Some civil society organisations (CSOs) in Zimbabwe have faulted President Emmerson Mnangagwa’s recent statement that CSOs are appendages of foreign powers and diplomats seeking to effect regime change.
The president made the statement while giving credence to crafting of the controversial Private Voluntary Organisations (PVO) amendment bill.
‘Over the years, a number of sending states have set up political NGOs in Zimbabwe, which abuse the notion of rights advocacy to work for political outcomes which those sponsoring states prefer’, he wrote in his weekly column in The Sunday Mail.
‘Needless to say, this is gross interference in our affairs using proxies established, especially to skew our politics towards goals and interests of some sending States.
‘What raised our alarm is how the same NGOs are used, especially during election periods, as conduits for foreign funding to preferred political parties.
‘Such NGOs thus become laundromats for washing such dirty and laundered foreign money. No state, least of those offending states, can ever tolerate such illegalities’.
However, the Executive Director of Crisis in Zimbabwe Coalition, Blessing Vava, said Mnangagwa was merely using the PVO bill as a scapegoat to close the democratic and civic space in the country.

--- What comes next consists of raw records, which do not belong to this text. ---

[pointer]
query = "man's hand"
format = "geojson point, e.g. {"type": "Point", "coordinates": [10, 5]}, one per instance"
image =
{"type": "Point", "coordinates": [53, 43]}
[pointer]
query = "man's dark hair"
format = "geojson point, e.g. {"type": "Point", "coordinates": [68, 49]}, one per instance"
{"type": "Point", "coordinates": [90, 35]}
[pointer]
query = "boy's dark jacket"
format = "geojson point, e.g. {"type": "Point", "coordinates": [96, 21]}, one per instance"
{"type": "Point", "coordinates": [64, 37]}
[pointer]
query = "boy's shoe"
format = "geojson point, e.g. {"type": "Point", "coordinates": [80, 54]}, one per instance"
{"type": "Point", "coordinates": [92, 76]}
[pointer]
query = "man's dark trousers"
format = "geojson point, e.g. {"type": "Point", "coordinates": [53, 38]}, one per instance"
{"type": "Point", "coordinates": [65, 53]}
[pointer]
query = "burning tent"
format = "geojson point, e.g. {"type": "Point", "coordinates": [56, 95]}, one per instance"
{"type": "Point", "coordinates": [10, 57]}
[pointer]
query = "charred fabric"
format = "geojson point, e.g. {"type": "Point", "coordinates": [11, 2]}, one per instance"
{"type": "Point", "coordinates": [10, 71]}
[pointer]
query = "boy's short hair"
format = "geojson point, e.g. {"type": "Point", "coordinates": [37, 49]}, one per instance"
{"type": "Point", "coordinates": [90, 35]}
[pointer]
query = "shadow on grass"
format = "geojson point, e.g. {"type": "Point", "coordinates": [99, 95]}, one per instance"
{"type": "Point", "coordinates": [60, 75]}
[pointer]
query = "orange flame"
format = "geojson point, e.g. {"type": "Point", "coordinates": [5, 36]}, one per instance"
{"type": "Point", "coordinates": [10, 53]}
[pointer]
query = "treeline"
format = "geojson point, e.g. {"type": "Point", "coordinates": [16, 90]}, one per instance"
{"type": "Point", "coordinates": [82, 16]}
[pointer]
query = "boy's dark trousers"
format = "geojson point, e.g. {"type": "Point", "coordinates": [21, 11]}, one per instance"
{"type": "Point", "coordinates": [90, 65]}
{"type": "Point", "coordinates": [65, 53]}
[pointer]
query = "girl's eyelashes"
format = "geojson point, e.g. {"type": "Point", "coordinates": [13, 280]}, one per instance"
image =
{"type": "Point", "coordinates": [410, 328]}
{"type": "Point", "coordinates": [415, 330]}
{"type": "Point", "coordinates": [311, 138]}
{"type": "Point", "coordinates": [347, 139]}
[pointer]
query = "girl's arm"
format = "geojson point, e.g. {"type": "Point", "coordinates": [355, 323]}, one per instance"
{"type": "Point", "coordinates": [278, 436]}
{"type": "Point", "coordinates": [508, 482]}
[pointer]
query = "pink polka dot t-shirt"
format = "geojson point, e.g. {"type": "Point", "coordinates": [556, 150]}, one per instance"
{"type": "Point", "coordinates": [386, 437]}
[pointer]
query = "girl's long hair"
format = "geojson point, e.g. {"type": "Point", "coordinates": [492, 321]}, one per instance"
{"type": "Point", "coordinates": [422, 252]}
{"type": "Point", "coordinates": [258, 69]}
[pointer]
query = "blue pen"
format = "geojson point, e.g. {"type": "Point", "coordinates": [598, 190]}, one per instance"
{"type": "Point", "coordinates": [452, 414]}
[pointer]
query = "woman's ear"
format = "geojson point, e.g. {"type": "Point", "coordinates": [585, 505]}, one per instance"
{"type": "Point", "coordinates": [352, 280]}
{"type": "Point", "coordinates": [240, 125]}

‘What Mnangagwa is doing shows that he is not informed and is out of touch with reality, and the development agencies that he says want to effect regime change are the ones that are contributing to support development of this country’, NewsDay quoted Vava as saying.
‘Zimbabwe’s health budget is supported by that [and] We will continue to hold them accountable’.
The Zimbabwe Peace Project also noted in a statement that the aim of the presidency through the amendment of the PVO bill is to shrink the civic and democratic space in the country.
‘From the statements that President Mnangagwa and ZANU-PF officials are issuing, it is becoming clearer that the PVOs amendment bill is not about dealing with financial misappropriation, but rather closing down civil society organisations and shutting down democratic space’, the statement read.
The PVO amendment bill, according to NGOs, would provide the government with unfettered discretionary power to overregulate and interfere in the governance and operations of NGOs.
Freedom House ranked the southern African country as ‘not free’ in its 2022 Freedom in the World study of political rights and civil liberties, with the country earning 28 points out of a possible 100.